Notes from the Seed Garden

Hard to believe that the summer days are running out. Hot days aside, for most of us the zucchini have given way to winter squash and tomato leaves are at the fight-the-blight stage—even if our counters are still obscured by veggies awaiting their place in an upcoming meal. (James Sie’s versatile stone soup, is one delicious and all-inclusive proposition).

As we plan for next year’s gardens—It’s not too soon!—we like to take stock of what went right—and wrong—with this year’s plants. At the Morton Library Seed Garden, where we grow everything past its eating prime in order to harvest seeds to share with all of you, we did battle with Mexican bean beetles and their yellow leaf-destroying larvae. While our climbing Sammataro beans were relatively resistant, the bush-style Providers took a beating. No amount of squishing (revolting!) or spraying could stop the onslaught.

On the plus side, the basil is bushy and proud and a cantilevered twine trellis that Sue designed allowed the Sammataros to drape above the tatsoi and protect it from the sun’s harsher rays— #stringtheory works in the garden too, turns out.

Green yard-long beans on another trellis may or may not have had a hand in the demise of the Red Sails lettuce growing in their shadow. The jury’s still out on that one, but there’s no denying the beans were exuberant and the lettuce was not. RIP, dear red heads.
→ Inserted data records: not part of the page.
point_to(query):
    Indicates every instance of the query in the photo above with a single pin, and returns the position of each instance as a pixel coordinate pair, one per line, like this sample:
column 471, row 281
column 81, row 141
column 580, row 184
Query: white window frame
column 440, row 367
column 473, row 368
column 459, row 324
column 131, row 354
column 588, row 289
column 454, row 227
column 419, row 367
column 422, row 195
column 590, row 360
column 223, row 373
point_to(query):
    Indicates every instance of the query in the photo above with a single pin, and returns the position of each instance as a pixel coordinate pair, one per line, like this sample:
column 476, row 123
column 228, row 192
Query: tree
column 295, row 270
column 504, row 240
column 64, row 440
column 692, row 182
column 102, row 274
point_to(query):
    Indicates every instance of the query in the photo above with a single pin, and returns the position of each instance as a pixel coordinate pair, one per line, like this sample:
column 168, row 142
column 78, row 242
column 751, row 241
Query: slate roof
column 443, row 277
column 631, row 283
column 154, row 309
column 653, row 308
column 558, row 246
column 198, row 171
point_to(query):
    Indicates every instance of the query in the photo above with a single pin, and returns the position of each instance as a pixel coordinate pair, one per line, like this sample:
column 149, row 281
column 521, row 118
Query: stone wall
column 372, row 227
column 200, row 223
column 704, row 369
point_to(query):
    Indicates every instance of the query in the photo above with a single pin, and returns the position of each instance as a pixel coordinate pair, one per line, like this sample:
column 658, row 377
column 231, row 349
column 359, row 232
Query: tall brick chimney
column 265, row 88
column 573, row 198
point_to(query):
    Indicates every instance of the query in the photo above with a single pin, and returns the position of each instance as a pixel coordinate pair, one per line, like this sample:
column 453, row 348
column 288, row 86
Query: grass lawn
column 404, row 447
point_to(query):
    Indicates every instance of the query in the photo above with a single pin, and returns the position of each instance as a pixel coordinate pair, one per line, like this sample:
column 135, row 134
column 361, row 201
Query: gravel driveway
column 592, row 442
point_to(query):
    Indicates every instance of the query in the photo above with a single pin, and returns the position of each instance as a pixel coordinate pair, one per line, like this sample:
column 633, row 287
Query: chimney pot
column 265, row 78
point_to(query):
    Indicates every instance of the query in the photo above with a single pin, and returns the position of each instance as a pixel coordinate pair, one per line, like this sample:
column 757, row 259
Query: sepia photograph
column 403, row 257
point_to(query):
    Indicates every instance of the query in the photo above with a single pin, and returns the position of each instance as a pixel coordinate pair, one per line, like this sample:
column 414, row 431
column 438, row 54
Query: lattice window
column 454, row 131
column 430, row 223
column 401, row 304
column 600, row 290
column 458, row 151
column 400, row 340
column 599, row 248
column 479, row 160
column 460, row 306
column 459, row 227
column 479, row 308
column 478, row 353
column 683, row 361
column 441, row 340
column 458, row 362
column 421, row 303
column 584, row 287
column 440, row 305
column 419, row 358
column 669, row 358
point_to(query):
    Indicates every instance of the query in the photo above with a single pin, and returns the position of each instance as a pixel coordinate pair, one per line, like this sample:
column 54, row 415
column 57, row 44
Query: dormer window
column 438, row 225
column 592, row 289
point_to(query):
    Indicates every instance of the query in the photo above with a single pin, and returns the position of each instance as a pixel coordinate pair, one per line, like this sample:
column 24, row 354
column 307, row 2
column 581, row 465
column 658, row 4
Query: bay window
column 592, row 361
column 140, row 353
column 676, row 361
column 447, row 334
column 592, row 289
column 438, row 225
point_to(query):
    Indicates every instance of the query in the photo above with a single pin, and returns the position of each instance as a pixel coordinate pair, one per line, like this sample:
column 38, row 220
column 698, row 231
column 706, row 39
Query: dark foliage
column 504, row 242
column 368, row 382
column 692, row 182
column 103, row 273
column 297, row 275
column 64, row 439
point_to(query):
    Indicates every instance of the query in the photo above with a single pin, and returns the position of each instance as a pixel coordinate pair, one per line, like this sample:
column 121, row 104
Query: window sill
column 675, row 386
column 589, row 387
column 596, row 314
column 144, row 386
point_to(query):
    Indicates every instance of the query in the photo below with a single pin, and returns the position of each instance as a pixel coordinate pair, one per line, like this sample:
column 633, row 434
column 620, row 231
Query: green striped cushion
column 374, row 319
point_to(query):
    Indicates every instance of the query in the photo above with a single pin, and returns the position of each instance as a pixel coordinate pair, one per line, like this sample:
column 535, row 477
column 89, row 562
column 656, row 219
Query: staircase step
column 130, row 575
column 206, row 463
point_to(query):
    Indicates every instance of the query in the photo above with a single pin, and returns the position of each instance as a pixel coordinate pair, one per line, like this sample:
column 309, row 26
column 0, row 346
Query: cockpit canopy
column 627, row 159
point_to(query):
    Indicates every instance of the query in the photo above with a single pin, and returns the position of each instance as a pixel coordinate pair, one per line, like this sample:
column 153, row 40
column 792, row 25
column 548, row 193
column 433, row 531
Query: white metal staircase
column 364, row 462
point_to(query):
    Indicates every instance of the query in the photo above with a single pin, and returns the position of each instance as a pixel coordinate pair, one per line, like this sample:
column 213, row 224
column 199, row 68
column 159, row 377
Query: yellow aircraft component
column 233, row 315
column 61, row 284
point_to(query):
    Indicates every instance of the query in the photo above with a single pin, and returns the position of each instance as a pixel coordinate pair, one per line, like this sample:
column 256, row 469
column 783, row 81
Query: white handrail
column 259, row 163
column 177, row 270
Regardless of these inevitable trials, we’re looking forward to a bumper year of seeds, and with any luck they’ll be available at an in-person seed swap before spring! We’ll get them to you one way or another, so keep some space in your gardens for arugula, All Stars Kale, the Morton Mesclun Mix (mizuna and tatsoi included!), Provider and Sammataro beans, Busy Bee basil (Genovese with free-pollinator influences) and Echinacea purpurea.